The default in TOS for Volatility Strategy is Individual Implied Volatility which should be used for Vertical and calendar strategies. If you must use TOS, change Volatility Strategy in Setup (upper right corner of Monitor Tab) to Volatility smile approximation. This will make the Theoretical price calculation in TOS vary greatly from the mid-price calculation of Bid and Ask that most users depend on. In TOS you can not have theoretical price and deep ITM deltas both correct at the same time. Buy the long option about 3-4 months out. If the market is bearish, make sure that if the trade is entered near earnings, the expiration of the long option has the same relationship to earnings. This helps manage the Vega risk.

Short Option
Sell the short side OTM, with delta 0.28-0.32. The short is front month or the next month if front month is very close. The difference between the long and short delta should be around 0.4 at this point. The difference in deltas provide the risk management for avoiding delta inversion where the near term delta exceeds the long term delta and even with the direction right you start to lose money.

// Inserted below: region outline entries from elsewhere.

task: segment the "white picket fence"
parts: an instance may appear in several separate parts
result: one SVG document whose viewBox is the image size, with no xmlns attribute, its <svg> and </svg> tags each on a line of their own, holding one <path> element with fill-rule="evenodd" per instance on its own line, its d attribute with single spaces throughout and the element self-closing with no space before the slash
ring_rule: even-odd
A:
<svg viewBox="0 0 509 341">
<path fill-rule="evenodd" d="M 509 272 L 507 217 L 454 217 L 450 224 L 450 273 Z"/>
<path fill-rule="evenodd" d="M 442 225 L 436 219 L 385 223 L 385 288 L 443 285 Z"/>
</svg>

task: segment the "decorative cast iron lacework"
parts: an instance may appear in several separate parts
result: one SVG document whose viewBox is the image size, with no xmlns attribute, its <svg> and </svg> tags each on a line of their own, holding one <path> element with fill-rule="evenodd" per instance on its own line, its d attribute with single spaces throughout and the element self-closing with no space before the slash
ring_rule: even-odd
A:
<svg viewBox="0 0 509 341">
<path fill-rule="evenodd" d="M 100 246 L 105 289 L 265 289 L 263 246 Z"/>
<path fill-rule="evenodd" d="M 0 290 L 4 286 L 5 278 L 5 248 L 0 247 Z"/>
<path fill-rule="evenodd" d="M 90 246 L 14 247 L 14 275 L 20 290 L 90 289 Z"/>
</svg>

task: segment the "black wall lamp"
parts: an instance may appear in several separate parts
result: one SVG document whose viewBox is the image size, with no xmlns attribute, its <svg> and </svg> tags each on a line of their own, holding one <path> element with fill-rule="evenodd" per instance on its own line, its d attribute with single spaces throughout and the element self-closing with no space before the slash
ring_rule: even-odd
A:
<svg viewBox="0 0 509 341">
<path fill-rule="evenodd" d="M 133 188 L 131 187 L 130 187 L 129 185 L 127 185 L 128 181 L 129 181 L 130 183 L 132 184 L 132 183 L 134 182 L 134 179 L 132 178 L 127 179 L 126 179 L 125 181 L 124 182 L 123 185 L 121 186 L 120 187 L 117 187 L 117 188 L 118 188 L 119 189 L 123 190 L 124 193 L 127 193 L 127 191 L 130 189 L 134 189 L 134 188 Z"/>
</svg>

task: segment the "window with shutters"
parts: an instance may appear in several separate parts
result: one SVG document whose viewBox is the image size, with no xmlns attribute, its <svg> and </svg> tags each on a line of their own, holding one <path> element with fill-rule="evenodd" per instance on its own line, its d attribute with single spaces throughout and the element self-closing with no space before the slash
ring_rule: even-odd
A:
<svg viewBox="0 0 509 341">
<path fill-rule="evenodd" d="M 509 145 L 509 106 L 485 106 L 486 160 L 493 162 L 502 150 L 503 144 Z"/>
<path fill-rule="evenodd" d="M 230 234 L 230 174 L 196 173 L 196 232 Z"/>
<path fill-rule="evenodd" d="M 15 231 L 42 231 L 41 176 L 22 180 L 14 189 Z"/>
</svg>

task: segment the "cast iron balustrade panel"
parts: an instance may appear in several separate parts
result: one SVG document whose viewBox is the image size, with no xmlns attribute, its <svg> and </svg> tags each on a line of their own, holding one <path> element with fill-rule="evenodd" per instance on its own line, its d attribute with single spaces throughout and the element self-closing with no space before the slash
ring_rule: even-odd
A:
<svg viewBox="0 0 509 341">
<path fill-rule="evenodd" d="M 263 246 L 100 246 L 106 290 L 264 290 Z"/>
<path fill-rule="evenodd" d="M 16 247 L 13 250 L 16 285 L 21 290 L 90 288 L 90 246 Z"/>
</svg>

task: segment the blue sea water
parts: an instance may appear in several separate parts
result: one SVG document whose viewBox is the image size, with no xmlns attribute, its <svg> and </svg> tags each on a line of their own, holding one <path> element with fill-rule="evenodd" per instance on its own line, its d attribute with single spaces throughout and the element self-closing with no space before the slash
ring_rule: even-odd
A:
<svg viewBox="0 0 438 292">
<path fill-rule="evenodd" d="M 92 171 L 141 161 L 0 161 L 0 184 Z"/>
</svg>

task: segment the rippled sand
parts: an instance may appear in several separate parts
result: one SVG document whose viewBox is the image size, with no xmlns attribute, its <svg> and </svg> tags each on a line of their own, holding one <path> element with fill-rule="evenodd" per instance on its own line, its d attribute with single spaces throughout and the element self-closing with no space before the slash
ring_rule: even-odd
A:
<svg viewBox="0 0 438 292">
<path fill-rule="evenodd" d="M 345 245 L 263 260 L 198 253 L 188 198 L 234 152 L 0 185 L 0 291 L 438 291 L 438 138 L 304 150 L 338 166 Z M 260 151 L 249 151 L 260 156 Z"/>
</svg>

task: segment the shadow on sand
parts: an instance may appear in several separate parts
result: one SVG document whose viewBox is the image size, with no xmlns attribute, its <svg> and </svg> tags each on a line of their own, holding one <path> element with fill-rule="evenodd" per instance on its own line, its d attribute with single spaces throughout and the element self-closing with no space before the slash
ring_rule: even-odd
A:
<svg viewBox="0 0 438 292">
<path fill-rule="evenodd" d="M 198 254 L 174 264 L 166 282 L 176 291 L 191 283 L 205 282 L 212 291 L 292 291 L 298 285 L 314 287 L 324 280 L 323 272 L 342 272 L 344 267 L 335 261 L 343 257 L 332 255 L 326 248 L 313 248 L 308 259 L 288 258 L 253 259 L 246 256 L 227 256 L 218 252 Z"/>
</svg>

D) Trade Management and Rolls

Rolling is the key to making a profit in a Diagonal Spread o Buy back the short option and sell another at any point if the value is now 20% of what you sold, or 33% if the value drops very rapidly (a day or two) o Buy back the short at any time if it is worth less than $0.10 o Buy back the short option if the delta decreases by 0.2 or more o If the underlying is moving away from you (against the long), sell another short! If the underlying is trending strongly in your long options favor, leave it uncovered until the price bounces Confirmation of bounce is 2 days change in direction. When selling another short option, re-check the Market Matrix delta of the long option, and make sure the new short is about 0.4 different in delta from the long option Roll the long when the delta gets to ~-.95 or .95 in a Bullish trade. If the trend looks to be continuing, roll out to the next expiry that has the same relationship to earnings. If the trend is changing, but not yet reversed, roll closer to ATM, and select a new strike with a delta of approximately -.73 -- -.75. You will either get several months additional time for no cost, or additional contracts for no cost, either way allowing more shorts to be sold for the duration.

E) Exit Rules
Monitor position daily

Exit if trend definitely reverses (e.g. breakout with volume after news, etc), broken resistance, etc Losing trade may be exited early when the spread has lost 50% amount of its opening value - discretionary. If confident of direction, consider rolling with the punch and sell more shorts by following the 3rd sub-bullet from the first bullet in D). In the last month before expiration of the long option, consider the final exit. Aim to exit at least 2 weeks before expiration to avoid maximum theta decay on the long side. The final trade may be a vertical, or just sell the long option If the trend is continuing, roll long out.

F) Money Management
Re-enter short position as frequently as possible to generate highest possible returns Position-size for a debit trade. E.g. if 1% total portfolio risk is acceptable, enter the trade calculating a 50% max loss to be no more than 1% of the total portfolio for $100,000, this would be a $1,000 max loss. Final profit is calculated by adding the final credit for the long option to all of the net credits from selling the short options, then subtracting the entry purchase price of the long option.